更快地遍历 xarray 和 dataframe答案

【问题标题】：Faster way of iterate through xarray and dataframe更快地遍历 xarray 和 dataframe
【发布时间】：2021-05-27 04:28:28
【问题描述】：

我是 python 新手，不知道所有方面。

我想遍历 dataframe (2D) 并将其中一些值分配给 xarray (3D)。我的 xarray 的坐标是公司股票代码 (1)、财务变量 (2) 和每日日期 (3)。每个公司的dataframe 的列是一些与xarray 相同的财务变量，索引由季度日期组成。

我的目标是为每个公司获取一个已经生成的dataframe，并在某个变量的列和某个日期的行中查找一个值，并将其分配到xarray 中的相应位置.

由于某些日期不会出现在 dataframe 的索引中（每个日历年只有 4 个日期），我想将 0 分配给 xarray 上的那个位置或上一个的值xarray 上的日期，如果该值也不为 0。我曾尝试使用嵌套的 for 循环来做到这一点，但只需大约 20 秒即可遍历一个变量中的所有日期。

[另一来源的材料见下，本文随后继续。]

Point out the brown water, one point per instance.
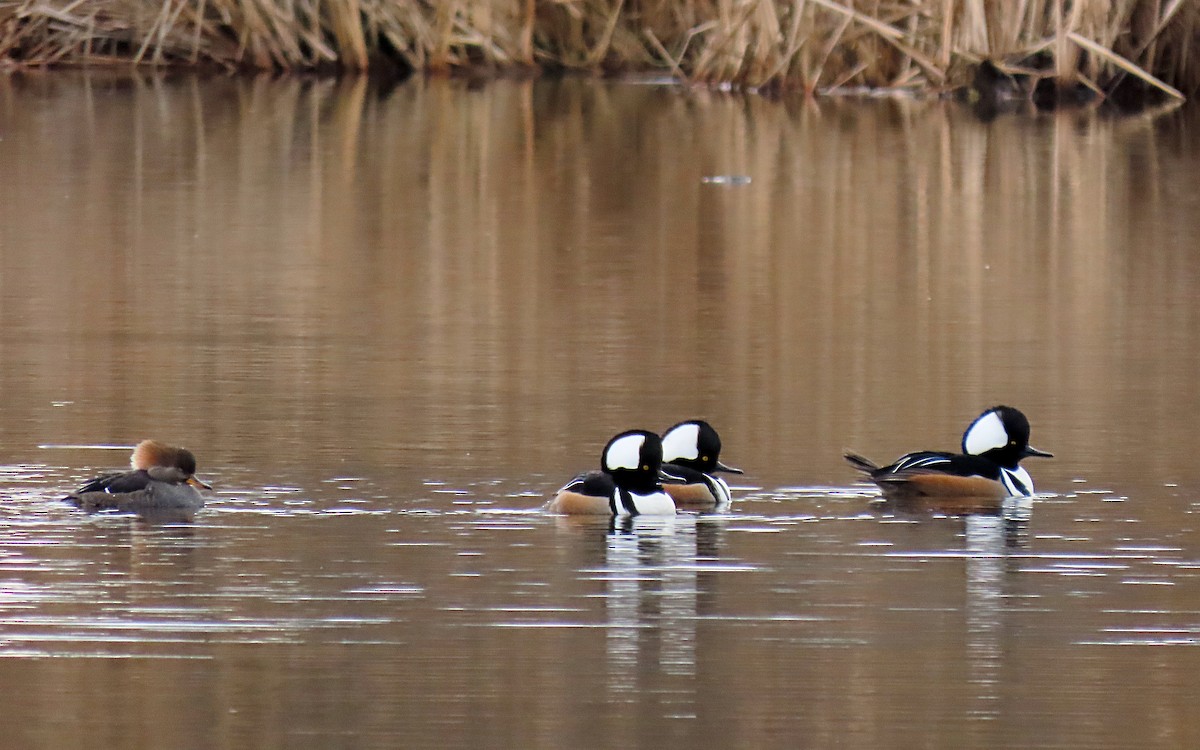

如果我的日期列表由大约 8000 个日期组成，变量列表有大约 30 个变量，公司列表大约有 800 家公司。如果我要循环所有这些，我需要几天时间才能完成嵌套的 for 循环。有没有更快的方法将这些值分配给xarray？我的猜测类似于iterrows() 或iteritems() 但在xarray。下面是我的程序的示例代码，其中包含较短的公司和变量列表：

import pandas as pd
from datetime import datetime, date, timedelta
import numpy as np
import xarray as xr
import time

start_time = time.time()

# We create the df. This is aun auxiliary made-up df. Its a shorter version of the real df. 
# The real df I want to use is much larger and comes from an external method.
cols = ['cashAndCashEquivalents', 'shortTermInvestments', 'cashAndShortTermInvestments', 'totalAssets',
        'totalLiabilities', 'totalStockholdersEquity', 'netIncome', 'freeCashFlow']
rows = []
for year in range(1989, 2020):
    for month, day in zip([3, 6, 9, 12], [31, 30, 30, 31]):
        rows.append(date(year, month, day))
a = np.random.randint(100, size=(len(rows), len(cols)))
df = pd.DataFrame(data=a, columns=cols)
df.insert(column='date', value=rows, loc=0)
# This is just to set the date format so that I can later look up the values
for item, i in zip(df.iloc[:, 0], range(len(df.iloc[:, 0]))):
    df.iloc[i, 0] = datetime.strptime(str(item), '%Y-%m-%d')
df.set_index('date', inplace=True)

# Coordinates for the xarray:
companies = ['AAPL']  # This is actually longer (around 800 companies), but for the sake of the question, it is limited to just one company.
variables = ['totalAssets', 'totalLiabilities', 'totalStockholdersEquity']  # Same as with the companies (around 30 variables).
first_date = date(1998, 3, 25)
last_date = date.today() + timedelta(-300)
dates = pd.date_range(start=first_date, end=last_date).tolist()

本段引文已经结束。